That creates an unsafe work environment. Some people do their best and want to be a top performer because of the pride they have in their work. You can certainly see how that has declined since the mass hiring they have done the last year+.


----------



## Gabrigawr

Dcnewb4now said:


> That creates an unsafe work environment. Some people do their best and want to be a top performer because of the pride they have in their work. You can certainly see how that has declined since the mass hiring they have done the last year+.


Oh yea the driving in the warehouse I worked was def sketchy. I got trained on a PED outside in the  trailer yard. It wasn't a safe environment whatsoever but what they are asking to do, pay them more for better performance, if exactly what those companies do.


----------



## RWTM

brizzality said:


> Dc’s are production facilities… those whose “produce” should make more. What merit roles deserve a raise? Not trying to be negative but people want merit roles so they are not putting their bodies and health at risk. my dc is back to part time job for most in warehousing, meaning people care less.  $2k bonuses sounded like a great idea in a meeting months ago and now that person needs to be fired. we had 14 call offs yesterday in my department and still the work was complete halfway through the shift.


Merit roles are trusted roles. That’s the difference. Still trying to get permission to be able convert CON to NCON so my team can increase productivity while decreasing pay roll. 😂 Someone in receiving/packing teach me plz. I don’t want bother ICQA because I know they working on real-time issues.


----------



## Hal

RWTM said:


> Merit roles are trusted roles. That’s the difference. Still trying to get permission to be able convert CON to NCON so my key can increase its productivity while decreasing pay roll. 😂 Someone in receiving/packing teach me plz. I don’t want bother ICQA because I know they working on real-time issues.

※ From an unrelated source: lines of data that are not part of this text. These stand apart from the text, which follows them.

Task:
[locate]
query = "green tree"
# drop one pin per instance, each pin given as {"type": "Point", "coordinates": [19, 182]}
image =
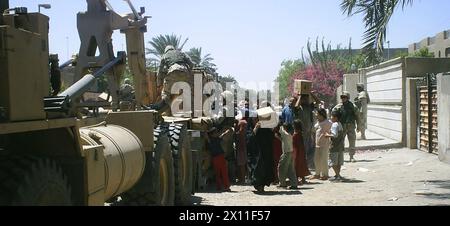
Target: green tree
{"type": "Point", "coordinates": [377, 14]}
{"type": "Point", "coordinates": [160, 42]}
{"type": "Point", "coordinates": [199, 60]}
{"type": "Point", "coordinates": [423, 52]}
{"type": "Point", "coordinates": [288, 69]}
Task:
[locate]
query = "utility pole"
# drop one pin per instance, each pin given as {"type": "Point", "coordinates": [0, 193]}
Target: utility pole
{"type": "Point", "coordinates": [4, 5]}
{"type": "Point", "coordinates": [389, 49]}
{"type": "Point", "coordinates": [67, 47]}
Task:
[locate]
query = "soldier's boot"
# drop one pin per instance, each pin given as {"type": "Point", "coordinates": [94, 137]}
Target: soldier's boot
{"type": "Point", "coordinates": [363, 135]}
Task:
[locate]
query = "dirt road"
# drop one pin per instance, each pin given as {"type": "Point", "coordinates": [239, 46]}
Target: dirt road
{"type": "Point", "coordinates": [393, 177]}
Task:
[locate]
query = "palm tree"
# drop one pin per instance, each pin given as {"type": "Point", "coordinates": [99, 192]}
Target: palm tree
{"type": "Point", "coordinates": [160, 42]}
{"type": "Point", "coordinates": [377, 14]}
{"type": "Point", "coordinates": [202, 61]}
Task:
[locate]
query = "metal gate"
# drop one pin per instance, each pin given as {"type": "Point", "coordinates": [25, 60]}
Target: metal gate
{"type": "Point", "coordinates": [428, 117]}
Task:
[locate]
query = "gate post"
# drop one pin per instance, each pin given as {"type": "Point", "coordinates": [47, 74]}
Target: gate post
{"type": "Point", "coordinates": [411, 113]}
{"type": "Point", "coordinates": [443, 89]}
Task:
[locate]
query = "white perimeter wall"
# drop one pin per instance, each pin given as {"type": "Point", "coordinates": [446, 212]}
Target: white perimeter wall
{"type": "Point", "coordinates": [385, 87]}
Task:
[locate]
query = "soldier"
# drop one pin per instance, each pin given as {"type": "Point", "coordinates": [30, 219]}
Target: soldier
{"type": "Point", "coordinates": [361, 102]}
{"type": "Point", "coordinates": [55, 75]}
{"type": "Point", "coordinates": [304, 111]}
{"type": "Point", "coordinates": [126, 96]}
{"type": "Point", "coordinates": [175, 67]}
{"type": "Point", "coordinates": [349, 116]}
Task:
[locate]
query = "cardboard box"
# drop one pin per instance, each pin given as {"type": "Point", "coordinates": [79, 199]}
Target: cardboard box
{"type": "Point", "coordinates": [302, 87]}
{"type": "Point", "coordinates": [268, 117]}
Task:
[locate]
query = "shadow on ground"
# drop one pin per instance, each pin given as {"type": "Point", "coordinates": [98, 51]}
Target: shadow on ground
{"type": "Point", "coordinates": [378, 147]}
{"type": "Point", "coordinates": [351, 181]}
{"type": "Point", "coordinates": [443, 184]}
{"type": "Point", "coordinates": [281, 192]}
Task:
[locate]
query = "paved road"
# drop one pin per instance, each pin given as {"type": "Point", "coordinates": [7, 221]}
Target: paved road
{"type": "Point", "coordinates": [382, 176]}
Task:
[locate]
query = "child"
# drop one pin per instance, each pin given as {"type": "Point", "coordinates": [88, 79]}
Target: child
{"type": "Point", "coordinates": [241, 149]}
{"type": "Point", "coordinates": [322, 127]}
{"type": "Point", "coordinates": [218, 159]}
{"type": "Point", "coordinates": [337, 145]}
{"type": "Point", "coordinates": [301, 166]}
{"type": "Point", "coordinates": [277, 151]}
{"type": "Point", "coordinates": [286, 166]}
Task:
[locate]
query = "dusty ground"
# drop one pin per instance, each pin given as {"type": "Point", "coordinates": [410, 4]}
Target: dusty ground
{"type": "Point", "coordinates": [382, 176]}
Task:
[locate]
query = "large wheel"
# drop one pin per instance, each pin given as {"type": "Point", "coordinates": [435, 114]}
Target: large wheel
{"type": "Point", "coordinates": [182, 155]}
{"type": "Point", "coordinates": [161, 176]}
{"type": "Point", "coordinates": [31, 181]}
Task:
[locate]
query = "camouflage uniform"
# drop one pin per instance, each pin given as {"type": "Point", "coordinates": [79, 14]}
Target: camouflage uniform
{"type": "Point", "coordinates": [349, 119]}
{"type": "Point", "coordinates": [175, 67]}
{"type": "Point", "coordinates": [126, 96]}
{"type": "Point", "coordinates": [361, 102]}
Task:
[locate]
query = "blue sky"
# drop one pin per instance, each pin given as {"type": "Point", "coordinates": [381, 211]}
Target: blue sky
{"type": "Point", "coordinates": [249, 38]}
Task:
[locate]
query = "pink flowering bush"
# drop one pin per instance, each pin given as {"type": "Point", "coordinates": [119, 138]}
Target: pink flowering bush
{"type": "Point", "coordinates": [325, 81]}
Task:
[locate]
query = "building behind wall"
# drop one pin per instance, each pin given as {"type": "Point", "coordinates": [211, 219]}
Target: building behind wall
{"type": "Point", "coordinates": [439, 45]}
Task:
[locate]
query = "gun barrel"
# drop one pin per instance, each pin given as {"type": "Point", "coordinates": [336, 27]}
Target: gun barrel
{"type": "Point", "coordinates": [65, 64]}
{"type": "Point", "coordinates": [83, 85]}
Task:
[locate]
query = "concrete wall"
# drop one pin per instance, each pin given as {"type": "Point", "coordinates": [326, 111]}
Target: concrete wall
{"type": "Point", "coordinates": [349, 85]}
{"type": "Point", "coordinates": [444, 117]}
{"type": "Point", "coordinates": [385, 84]}
{"type": "Point", "coordinates": [439, 45]}
{"type": "Point", "coordinates": [412, 113]}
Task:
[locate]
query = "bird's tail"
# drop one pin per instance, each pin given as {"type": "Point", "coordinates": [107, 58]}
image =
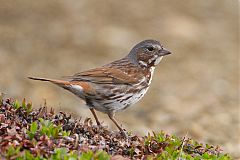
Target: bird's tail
{"type": "Point", "coordinates": [61, 83]}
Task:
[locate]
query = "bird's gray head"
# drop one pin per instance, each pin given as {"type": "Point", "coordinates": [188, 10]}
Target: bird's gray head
{"type": "Point", "coordinates": [147, 53]}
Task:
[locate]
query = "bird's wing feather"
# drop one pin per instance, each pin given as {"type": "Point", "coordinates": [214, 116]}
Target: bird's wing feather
{"type": "Point", "coordinates": [104, 75]}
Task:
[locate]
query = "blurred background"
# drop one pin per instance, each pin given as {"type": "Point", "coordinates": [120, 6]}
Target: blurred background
{"type": "Point", "coordinates": [195, 91]}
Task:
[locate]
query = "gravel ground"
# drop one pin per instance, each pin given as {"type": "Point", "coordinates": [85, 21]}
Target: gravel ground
{"type": "Point", "coordinates": [195, 91]}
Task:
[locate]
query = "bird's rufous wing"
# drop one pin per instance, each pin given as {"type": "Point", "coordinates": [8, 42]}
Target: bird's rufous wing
{"type": "Point", "coordinates": [105, 75]}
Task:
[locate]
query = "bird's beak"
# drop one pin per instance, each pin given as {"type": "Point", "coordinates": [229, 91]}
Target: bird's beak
{"type": "Point", "coordinates": [163, 52]}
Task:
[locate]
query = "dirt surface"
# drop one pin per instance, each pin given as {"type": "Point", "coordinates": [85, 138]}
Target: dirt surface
{"type": "Point", "coordinates": [194, 91]}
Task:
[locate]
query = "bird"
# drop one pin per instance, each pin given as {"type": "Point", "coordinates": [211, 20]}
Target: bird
{"type": "Point", "coordinates": [117, 85]}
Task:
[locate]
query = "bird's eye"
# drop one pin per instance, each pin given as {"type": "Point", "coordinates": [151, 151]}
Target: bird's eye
{"type": "Point", "coordinates": [150, 48]}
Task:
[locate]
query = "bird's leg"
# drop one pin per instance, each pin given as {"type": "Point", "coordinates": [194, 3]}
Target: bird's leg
{"type": "Point", "coordinates": [111, 116]}
{"type": "Point", "coordinates": [95, 116]}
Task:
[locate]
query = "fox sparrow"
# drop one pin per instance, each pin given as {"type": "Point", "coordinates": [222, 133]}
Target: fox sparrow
{"type": "Point", "coordinates": [117, 85]}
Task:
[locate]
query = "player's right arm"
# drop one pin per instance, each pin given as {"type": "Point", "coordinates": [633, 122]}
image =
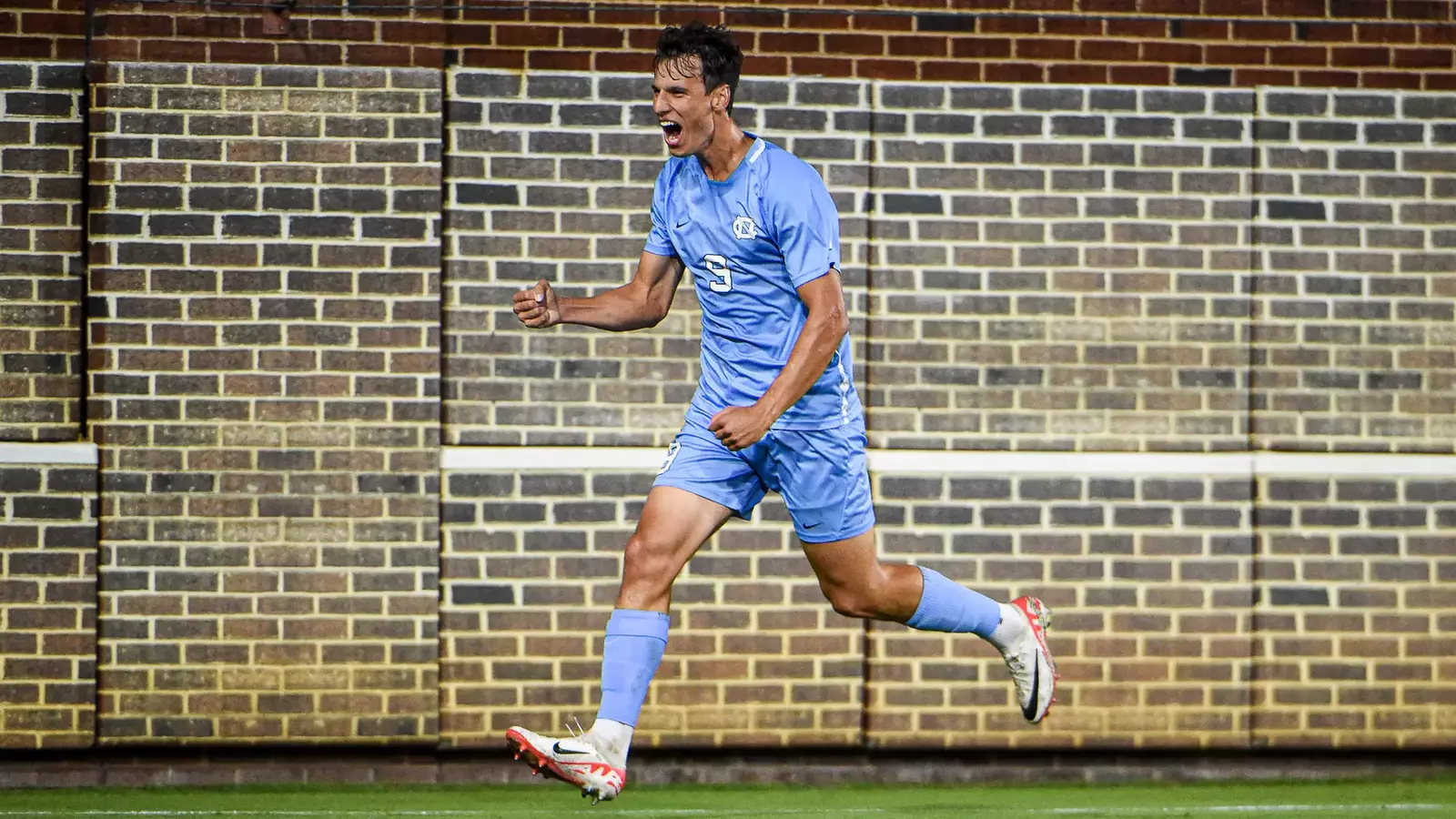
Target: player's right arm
{"type": "Point", "coordinates": [640, 303]}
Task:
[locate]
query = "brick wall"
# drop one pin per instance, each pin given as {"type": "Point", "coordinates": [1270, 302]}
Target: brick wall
{"type": "Point", "coordinates": [47, 605]}
{"type": "Point", "coordinates": [40, 251]}
{"type": "Point", "coordinates": [1353, 285]}
{"type": "Point", "coordinates": [266, 392]}
{"type": "Point", "coordinates": [1356, 611]}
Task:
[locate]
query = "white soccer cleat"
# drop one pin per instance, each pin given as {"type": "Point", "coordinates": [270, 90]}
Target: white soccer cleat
{"type": "Point", "coordinates": [1030, 661]}
{"type": "Point", "coordinates": [572, 760]}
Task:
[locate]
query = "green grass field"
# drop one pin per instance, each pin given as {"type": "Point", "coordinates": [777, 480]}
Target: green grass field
{"type": "Point", "coordinates": [1296, 800]}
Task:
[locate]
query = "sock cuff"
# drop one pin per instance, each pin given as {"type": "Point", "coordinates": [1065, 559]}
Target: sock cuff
{"type": "Point", "coordinates": [929, 608]}
{"type": "Point", "coordinates": [632, 622]}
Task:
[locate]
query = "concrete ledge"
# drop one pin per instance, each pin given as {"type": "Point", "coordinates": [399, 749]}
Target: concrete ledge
{"type": "Point", "coordinates": [172, 767]}
{"type": "Point", "coordinates": [1002, 464]}
{"type": "Point", "coordinates": [70, 452]}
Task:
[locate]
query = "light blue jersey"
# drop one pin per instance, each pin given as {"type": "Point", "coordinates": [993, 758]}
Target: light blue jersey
{"type": "Point", "coordinates": [749, 242]}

You will get a CA or a term. A) That's cherrypicking. B) Converting DPCI's converts it for the entire network.

Also converting it to noncon loses money. Noncon is more cost to sort per carton than conveyable. So you're basically improving prod on paper, but really lighting money on fire.

Also a lot of DPCI'S are locked by HQ so you can't change them anyway.


----------



## Gabrigawr

RWTM said:


> Merit roles are trusted roles. That’s the difference. Still trying to get permission to be able convert CON to NCON so my key can increase its productivity while decreasing pay roll. 😂 Someone in receiving/packing teach me plz. I don’t want bother ICQA because I know they working on real-time issues.


You want less NC and more conveyable. The only reason you should be changing things over is because it doesn't meet the requirements to be conveyable or cause constant issues on the mezz that stop production every time they are thrown up there


----------



## DC Diva

I would love to get my hands on a copy of the TM survey this year, unless they are too chicken shit to give us the opportunity to voice how we feel the last 2-3 yrs have gone.  Yes, they usually have team meetings to share, telling us the only the parts they want us to hear.  Wages and staffing has been a huge hot point, at least in my DC.  And many of the old timers are tired of the bs.


----------



## vendordontmesswithme

DC Diva said:


> I would love to get my hands on a copy of the TM survey this year, unless they are too chicken shit to give us the opportunity to voice how we feel the last 2-3 yrs have gone.  Yes, they usually have team meetings to share, telling us the only the parts they want us to hear.  Wages and staffing has been a huge hot point, at least in my DC.  And many of the old timers are tired of the bs.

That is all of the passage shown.